Die sichtbaren Folgen des trockenen Sommers 2018: Das ausgetrockenete Wasserbecken vor Schloss Nymphenburg bei München. Mit dem Klimawandel werden heisse Sommer häufiger. | © wikimedia commons/Wzwz
Die sichtbaren Folgen des trockenen Sommers 2018: Das ausgetrockenete Wasserbecken vor Schloss Nymphenburg bei München. Mit dem Klimawandel werden heisse Sommer häufiger. | © wikimedia commons/Wzwz
20.05.2021 – Aktuell

Nichtstun ist auch keine Lösung

Klimawandel und die Grenzen unseres Vorstellungsvermögens

Warum haben wir Mühe mit dem Klimawandel? Weshalb handeln wir so zögerlich? Paul Burger, Professor für Nachhaltigkeitsforschung an der Universität Basel, sprach über den schwierigen Umgang mit nicht berechenbaren Risiken, die in ferner Zukunft liegen.

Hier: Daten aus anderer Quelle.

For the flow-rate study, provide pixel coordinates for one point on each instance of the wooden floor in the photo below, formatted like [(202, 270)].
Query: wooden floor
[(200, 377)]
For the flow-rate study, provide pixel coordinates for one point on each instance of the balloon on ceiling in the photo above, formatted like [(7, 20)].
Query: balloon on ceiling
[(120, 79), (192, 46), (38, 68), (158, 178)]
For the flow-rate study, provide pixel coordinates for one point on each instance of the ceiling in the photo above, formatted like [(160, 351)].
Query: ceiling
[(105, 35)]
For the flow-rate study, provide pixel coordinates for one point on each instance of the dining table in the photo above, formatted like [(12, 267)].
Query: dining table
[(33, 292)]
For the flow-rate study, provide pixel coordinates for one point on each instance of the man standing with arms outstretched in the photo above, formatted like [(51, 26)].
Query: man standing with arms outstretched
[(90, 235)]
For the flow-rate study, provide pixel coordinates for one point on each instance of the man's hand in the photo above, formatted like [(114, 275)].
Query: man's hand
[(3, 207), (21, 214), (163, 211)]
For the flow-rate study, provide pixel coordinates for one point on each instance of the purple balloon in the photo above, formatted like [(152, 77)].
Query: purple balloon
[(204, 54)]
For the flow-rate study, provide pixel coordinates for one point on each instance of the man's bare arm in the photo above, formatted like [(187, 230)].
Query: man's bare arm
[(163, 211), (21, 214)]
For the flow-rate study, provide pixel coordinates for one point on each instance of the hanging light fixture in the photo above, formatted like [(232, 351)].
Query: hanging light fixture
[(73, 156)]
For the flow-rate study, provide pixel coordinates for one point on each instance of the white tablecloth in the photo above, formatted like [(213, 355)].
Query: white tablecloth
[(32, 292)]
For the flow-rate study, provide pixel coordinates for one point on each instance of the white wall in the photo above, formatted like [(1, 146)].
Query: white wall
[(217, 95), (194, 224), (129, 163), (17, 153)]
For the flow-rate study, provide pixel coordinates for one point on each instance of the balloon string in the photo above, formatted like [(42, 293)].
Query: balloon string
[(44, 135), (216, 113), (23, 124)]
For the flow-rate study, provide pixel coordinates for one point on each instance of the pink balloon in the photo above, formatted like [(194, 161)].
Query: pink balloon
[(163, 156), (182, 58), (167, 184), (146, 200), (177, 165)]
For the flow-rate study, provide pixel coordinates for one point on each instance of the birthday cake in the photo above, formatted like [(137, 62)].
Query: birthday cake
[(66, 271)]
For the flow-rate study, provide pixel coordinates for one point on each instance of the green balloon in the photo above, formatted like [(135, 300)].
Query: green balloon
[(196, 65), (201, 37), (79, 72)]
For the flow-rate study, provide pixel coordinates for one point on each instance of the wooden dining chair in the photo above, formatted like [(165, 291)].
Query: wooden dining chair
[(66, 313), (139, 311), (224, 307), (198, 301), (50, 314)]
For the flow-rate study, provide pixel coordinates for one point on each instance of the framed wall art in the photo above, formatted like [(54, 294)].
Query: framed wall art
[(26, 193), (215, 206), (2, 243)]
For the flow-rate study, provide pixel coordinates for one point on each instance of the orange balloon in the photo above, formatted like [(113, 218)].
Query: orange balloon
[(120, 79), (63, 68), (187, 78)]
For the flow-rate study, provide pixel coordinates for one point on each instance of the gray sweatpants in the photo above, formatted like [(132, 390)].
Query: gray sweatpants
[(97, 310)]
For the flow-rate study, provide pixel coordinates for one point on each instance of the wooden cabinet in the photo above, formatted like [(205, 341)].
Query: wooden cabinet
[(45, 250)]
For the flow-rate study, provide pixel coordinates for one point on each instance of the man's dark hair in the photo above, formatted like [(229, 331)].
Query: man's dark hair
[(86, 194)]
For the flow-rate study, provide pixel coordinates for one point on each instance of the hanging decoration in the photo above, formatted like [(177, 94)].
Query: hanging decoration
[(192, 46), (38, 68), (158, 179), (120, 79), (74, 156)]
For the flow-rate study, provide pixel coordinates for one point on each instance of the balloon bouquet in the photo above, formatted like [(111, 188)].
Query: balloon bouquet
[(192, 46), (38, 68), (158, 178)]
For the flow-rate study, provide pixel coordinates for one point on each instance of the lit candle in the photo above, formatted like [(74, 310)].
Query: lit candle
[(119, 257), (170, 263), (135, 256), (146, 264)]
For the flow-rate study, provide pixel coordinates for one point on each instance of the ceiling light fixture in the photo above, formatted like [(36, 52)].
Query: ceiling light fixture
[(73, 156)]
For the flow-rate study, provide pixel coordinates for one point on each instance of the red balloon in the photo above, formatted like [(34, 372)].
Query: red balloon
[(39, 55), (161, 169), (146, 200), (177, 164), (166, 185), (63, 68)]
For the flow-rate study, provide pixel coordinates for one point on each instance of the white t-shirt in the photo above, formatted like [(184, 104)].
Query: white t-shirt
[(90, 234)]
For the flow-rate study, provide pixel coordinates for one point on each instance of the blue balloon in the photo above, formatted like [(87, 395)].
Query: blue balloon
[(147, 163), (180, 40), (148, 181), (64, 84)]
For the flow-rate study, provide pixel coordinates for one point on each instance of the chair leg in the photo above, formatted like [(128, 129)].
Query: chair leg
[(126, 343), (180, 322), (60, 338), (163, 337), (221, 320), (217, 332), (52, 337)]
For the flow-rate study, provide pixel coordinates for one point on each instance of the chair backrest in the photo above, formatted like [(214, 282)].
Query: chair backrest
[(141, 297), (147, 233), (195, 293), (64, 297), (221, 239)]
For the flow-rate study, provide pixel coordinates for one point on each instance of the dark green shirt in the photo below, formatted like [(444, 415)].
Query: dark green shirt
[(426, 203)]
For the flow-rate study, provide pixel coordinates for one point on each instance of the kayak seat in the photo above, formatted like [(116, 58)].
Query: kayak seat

Am Freitag, 21. Mai ist der nächste Aktions- und Streiktag der Klimabewegung angesagt. Bezogen auf den Erscheinungstag dieser Pfarrblattausgabe also morgen. Das ist überschaubar. Ganz im Gegensatz dazu scheinen die gravierenden Folgen des Klimawandels weit weg. So weit weg, dass viele sich gar nicht betroffen fühlen. Das hat natürlich auch damit zu tun, dass es schwerfällt, liebgewonnene Gewohnheiten und Routinen im Minimum zu hinterfragen, aber nicht nur.

Grosse Unsicherheit

Beim Klimawandel gehe es um Risiken von Systemzusammenbrüchen in der Zukunft, die wir heute angehen müssten. So fasste Paul Burger in seinem Vortrag im Rahmen der Aeneas-Silvius-Ringvorlesung die Ausgangslage zusammen. Dass wir so zögerliche handeln, wie uns die Klimajugend auch am 21. Mai wieder lautstark vorwerfen wird, hat damit zu tun, dass mit diesen nicht in unmittelbarer Zukunft liegenden Risiken eine grosse Unsicherheit verbunden ist.

Unter einem Risiko versteht man die Wahrscheinlichkeit des Eintretens eines Ereignisses. Diese lässt sich dann beziffern, wenn man über genügend Informationen verfügt. Als Beispiele nannte Burger das Risiko, bei einem Verkehrsunfall zu sterben oder als Raucher/in an Lungenkrebs zu erkranken. Sind schon solche Risiken mit einer gewissen Unsicherheit behaftet, so gilt das in viel stärkerem Masse für Gefahren, die sich bestenfalls in Modellen abbilden lassen.

Das Problem dabei sei, dass man es nicht kalkulieren könne, sagte Burger. Ein Modell sei der Versuch, die Komplexität der Zukunft abzubilden. Allein schon aus dieser Formulierung wird deutlich, dass Unsicherheit der zentrale Faktor ist. Dazu kommt im Fall des Klimawandels, dass es sich nicht um ein einzelnes Ereignis handelt und nicht nur die Wahrscheinlichkeit des Eintretens, sondern auch der daraus resultierende Schaden nicht kalkuliert werden kann.

Zum Beispiel Corona

Ein konkretes Beispiel erleben wir seit etwas mehr als einem Jahr. Mit Corona tauchte ein Risiko auf, über das wir zunächst mehr oder weniger nichts wussten. Bald schon drehten sich die Diskussionen um kontroverse Bewertungen von Schäden. Und der Versuch der Wissenschaft, mit Modellen die Zukunft verständlich zu machen, stösst an Grenzen.

Auch beim Klimawandel arbeitet die Wissenschaft mit Modellen. Die Frage sei, wie man diese interpretieren, wie man damit umgehen müsse, hielt Burger fest. Es gelte auch zu bedenken, dass wir nicht wüssten, welche Werte die Menschen im Jahr 2080 haben werden. Die Unsicherheit sei aber kein Grund zum Nichthandeln. Nichts tun sei keine Option, doch auch blinder Aktivismus sei nicht angezeigt.

Gefordert sind wir alle, insbesondere aber auch die Wissenschaft in Sachen Kommunikation. Diese sollte begreifbar machen, dass sich der Klimawandel heute schon abspielt, auch wenn die ganz grossen Risiken erst für 2050 und später erwartet werden.